South Africa's ANC faces tough municipal vote over poor services
Analysts say getting less than 50% of the municipal vote would be a psychological blow for the ANC. "People will start thinking that maybe one day this country can be run by someone other than the ANC," said Louw Nel, a political analyst at the Oxford Economics Africa research organization, adding that Ramaphosa's party rivals could use a bad result to mobilize support against him.
In a township in South Africa's industrial heartland, raw sewage flows through the streets and into people's homes.
Dilapidated infrastructure and poor services in areas that have traditionally been strongholds of the governing African National Congress (ANC) could hurt it in municipal elections on Monday. The former liberation movement is hoping to win back metropolitan voters it lost to opposition-led coalitions in 2016 when it suffered its worst election outcome since sweeping to power under Nelson Mandela in 1994.
But analysts are predicting a continued slide in the ANC's national support, possibly dipping below 50% for the first time from 54% five years ago. "There is no respect for human dignity," said Motsamai Matsabu, a pensioner in Evaton, a township of concrete and brick houses near major steelworks south of the commercial hub Johannesburg, a pool of grey sewage festering in his yard.
"It makes me wonder whether our existence ... is worthwhile," he added, declining to say how he will vote on Monday. Potholed roads, blocked drains, water shortages, power cuts: these are the daily realities for poor South Africans in parts of South Africa's steel belt near the Vaal River that have historically voted ANC. Broken pipes and wastewater treatment plants, and the accompanying smell, are a reminder that 27-year-old promises of a better life for all after white minority rule ended remain unfulfilled for many.
"For many years I was still making my 'X' for ANC, but I want another party. I think ANC doesn't have that feeling for us," Mamkiti Mbhele, a hair salon owner in the Sebokeng township whose house floods in heavy rain, told Reuters. ANC officials say it was always going to be difficult undoing decades of apartheid-era neglect.
Lesego Makhubela, the spokesman for the ANC caucus in the provincial legislature of Gauteng, which includes Johannesburg and surrounding areas, said hundreds of newly built houses showed efforts to improve lives were bearing fruit. "We are working ... to make sure the people ... are given their right to dignity," he said.
'DEMOCRACY IN A DUMP' ANC leader President Cyril Ramaphosa said on the campaign trail that the party had learned from its mistakes and would ensure municipalities are well-run.
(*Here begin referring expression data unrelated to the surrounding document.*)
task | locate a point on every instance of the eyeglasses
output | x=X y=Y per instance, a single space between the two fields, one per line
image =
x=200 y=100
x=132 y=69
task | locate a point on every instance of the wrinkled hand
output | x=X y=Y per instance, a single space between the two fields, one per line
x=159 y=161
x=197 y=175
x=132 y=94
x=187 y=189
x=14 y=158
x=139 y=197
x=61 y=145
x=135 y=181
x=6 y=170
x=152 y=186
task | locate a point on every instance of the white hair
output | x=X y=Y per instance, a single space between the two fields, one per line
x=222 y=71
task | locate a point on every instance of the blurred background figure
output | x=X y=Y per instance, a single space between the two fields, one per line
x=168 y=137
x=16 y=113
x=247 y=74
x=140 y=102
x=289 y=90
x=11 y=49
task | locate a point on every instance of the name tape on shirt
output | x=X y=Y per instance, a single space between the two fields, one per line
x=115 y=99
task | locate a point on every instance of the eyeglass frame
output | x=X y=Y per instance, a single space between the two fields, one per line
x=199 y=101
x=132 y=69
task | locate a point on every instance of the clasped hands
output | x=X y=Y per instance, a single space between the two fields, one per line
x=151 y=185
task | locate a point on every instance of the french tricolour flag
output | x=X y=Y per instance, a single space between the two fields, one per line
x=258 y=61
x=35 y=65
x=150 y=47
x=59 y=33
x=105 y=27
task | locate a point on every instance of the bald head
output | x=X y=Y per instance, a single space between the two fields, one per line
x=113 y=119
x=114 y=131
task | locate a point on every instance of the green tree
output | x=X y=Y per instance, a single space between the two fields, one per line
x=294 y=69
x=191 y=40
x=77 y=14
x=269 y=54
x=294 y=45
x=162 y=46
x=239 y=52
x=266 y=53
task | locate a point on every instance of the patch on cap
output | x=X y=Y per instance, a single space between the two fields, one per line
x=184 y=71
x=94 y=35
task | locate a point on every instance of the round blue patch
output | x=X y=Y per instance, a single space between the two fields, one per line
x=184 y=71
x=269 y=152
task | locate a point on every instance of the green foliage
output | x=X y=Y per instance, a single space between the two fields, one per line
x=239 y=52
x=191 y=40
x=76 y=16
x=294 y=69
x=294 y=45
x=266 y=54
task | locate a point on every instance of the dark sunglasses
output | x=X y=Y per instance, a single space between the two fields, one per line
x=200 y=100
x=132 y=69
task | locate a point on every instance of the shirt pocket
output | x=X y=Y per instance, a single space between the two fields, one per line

It is also mired in corruption scandals and faces criticism over extreme inequality and unemployment.
Gilberto Martins, an administrator appointed to help run the municipality that includes Evaton and Sebokeng, said the rotting infrastructure was worsened by vandalism and theft. Transformers had been sabotaged, and power cables and manholes stolen. Residents have, meanwhile, formed a movement to field candidates in Monday's elections, capitalizing on dissatisfaction with the ANC.
"We are now enjoying democracy in a dump," Ernest Nkopane, one of the New Horizon Movement's candidates, said. Analysts say getting less than 50% of the municipal vote would be a psychological blow for the ANC.
"People will start thinking that maybe one day this country can be run by someone other than the ANC," said Louw Nel, a political analyst at the Oxford Economics Africa research organization, adding that Ramaphosa's party rivals could use a bad result to mobilize support against him. But missteps by its main rival, the Democratic Alliance (DA), could mitigate ANC losses. It caused an uproar this month with a divisive poster campaign in a town where racial tensions have flared between ethnic Indian and Black communities.
Ramaphosa is still popular, and older Black voters retain a strong emotional attachment to the party that freed them from centuries of colonial and apartheid oppression. Additional grants of 350 rand ($24) a month during the COVID-19 pandemic kept many from going hungry, which they aren't likely to forget, Nel said.
Other contestants include the Economic Freedom Fighters (EFF), a Marxist group led by former ANC youth leader Julius Malema, and ActionSA, a moderate, pragmatic outfit led by former DA Johannesburg mayor Herman Mashaba. An Ipsos telephone survey of 1,500 people in August put support for the ANC at 49% in a scenario in which seven out of 10 people vote, while the DA was on 18%, the EFF 15% and ActionSA 2%.